Why does allocating a single 2D array take longer than a loop allocating multiple 1D arrays of the same total size and shape?

Question

I thought it would be quicker to create directly, but in fact, adding loops takes only half the time. What happened that slowed down so much?

Here is the test code

@BenchmarkMode(Mode.AverageTime) @OutputTimeUnit(TimeUnit.MICROSECONDS) public class Test_newArray { private static int num = 10000; private static int length = 10; @Benchmark public static int[][] newArray() { return new int[num][length]; } @Benchmark public static int[][] newArray2() { int[][] temps = new int[num][]; for (int i = 0; i < temps.length; i++) { temps[i] = new int[length]; } return temps; } }

The test results are as follows.

Benchmark Mode Cnt Score Error Units Test_newArray.newArray avgt 25 289.254 ± 4.982 us/op Test_newArray.newArray2 avgt 25 114.364 ± 1.446 us/op

The test environment is as follows

JMH version: 1.21

VM version: JDK 1.8.0_212, OpenJDK 64-Bit Server VM, 25.212-b04

just guessing, maybe because in case of int[num][length], the continuous space of size num x length should be allocated while in case of int[num][], the arrays are allocated arbitrarily — mangusta
– mangusta, Commented Sep 29, 2019 at 19:34
Do you have any data on what happens in your environment when you vary num and length? — NPE
– NPE, Commented Sep 29, 2019 at 19:34
@mangusta There are no 2d arrays in Java, I believe your guess is wrong. stackoverflow.com/a/6631081/1570854 — Lesiak
– Lesiak, Commented Sep 29, 2019 at 19:36
If you run JMH with -prof perfasm, you might gain some helpful insights. E.g. I can see lots of ObjArrayKlass::multi_allocate present in the output of the first method, but absent in the second one. My guess: reflection overhead? — knittl
– knittl, Commented Sep 29, 2019 at 19:52
@Bohemian Doesn't JMH execute each benchmark in isolation (i.e. in its own JVM) and handle warmup for you? By default, I believe 5 forks are used per benchmark, where each fork runs 5 warmup iterations and 5 measurement iterations. — Slaw
– Slaw, Commented Sep 29, 2019 at 21:16

apangin · Accepted Answer · 2023-05-10 16:10:53Z

In Java there is a separate bytecode instruction for allocating multidimensional arrays - multianewarray.

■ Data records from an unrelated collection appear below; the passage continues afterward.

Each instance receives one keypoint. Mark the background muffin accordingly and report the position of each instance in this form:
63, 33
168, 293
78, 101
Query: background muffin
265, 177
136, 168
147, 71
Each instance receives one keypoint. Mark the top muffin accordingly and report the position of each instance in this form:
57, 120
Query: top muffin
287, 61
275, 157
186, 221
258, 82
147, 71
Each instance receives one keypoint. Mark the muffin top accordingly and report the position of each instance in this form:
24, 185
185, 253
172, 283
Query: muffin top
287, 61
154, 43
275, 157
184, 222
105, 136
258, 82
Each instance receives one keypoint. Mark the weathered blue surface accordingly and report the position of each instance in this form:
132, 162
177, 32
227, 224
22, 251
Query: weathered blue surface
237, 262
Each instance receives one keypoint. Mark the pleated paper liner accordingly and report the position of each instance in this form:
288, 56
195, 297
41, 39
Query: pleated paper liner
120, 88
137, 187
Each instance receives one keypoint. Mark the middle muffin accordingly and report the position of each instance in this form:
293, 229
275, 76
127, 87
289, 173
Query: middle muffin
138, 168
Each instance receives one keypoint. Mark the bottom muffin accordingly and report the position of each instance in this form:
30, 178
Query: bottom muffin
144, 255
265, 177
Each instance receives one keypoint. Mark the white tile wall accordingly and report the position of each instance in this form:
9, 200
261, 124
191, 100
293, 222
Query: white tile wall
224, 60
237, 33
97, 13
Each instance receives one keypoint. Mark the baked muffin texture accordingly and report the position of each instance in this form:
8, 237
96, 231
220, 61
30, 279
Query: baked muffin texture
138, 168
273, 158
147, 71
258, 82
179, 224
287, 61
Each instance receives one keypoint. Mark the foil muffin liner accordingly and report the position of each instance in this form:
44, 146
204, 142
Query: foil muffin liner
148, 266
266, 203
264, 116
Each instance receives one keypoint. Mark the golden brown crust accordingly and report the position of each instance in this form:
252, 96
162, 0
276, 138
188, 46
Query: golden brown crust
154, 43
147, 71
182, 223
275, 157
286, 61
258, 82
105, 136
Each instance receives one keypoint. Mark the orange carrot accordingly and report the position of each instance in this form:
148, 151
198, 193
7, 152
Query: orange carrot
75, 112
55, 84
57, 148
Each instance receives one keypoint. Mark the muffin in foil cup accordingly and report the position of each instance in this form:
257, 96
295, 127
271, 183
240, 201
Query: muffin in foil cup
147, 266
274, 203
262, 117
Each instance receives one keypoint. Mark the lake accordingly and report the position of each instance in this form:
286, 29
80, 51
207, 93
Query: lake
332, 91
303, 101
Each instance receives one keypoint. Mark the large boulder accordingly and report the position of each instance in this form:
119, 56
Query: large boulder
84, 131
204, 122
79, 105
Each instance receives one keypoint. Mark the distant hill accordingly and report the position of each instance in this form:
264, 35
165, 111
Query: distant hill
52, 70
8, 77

newArray benchmark uses multianewarray bytecode;
newArray2 invokes simple newarray in the loop.

The problem is that HotSpot JVM has no fast path^* for multianewarray bytecode. This instruction is always executed in VM runtime. Therefore, the allocation is not inlined in the compiled code.

The first benchmark has to pay performance penalty of switching between Java and VM Runtime contexts. Also, the common allocation code in the VM runtime (written in C++) is not as optimized as inlined allocation in JIT-compiled code, just because it is generic, i.e. not optimized for the particular object type or for the particular call site, it performs additional runtime checks, etc.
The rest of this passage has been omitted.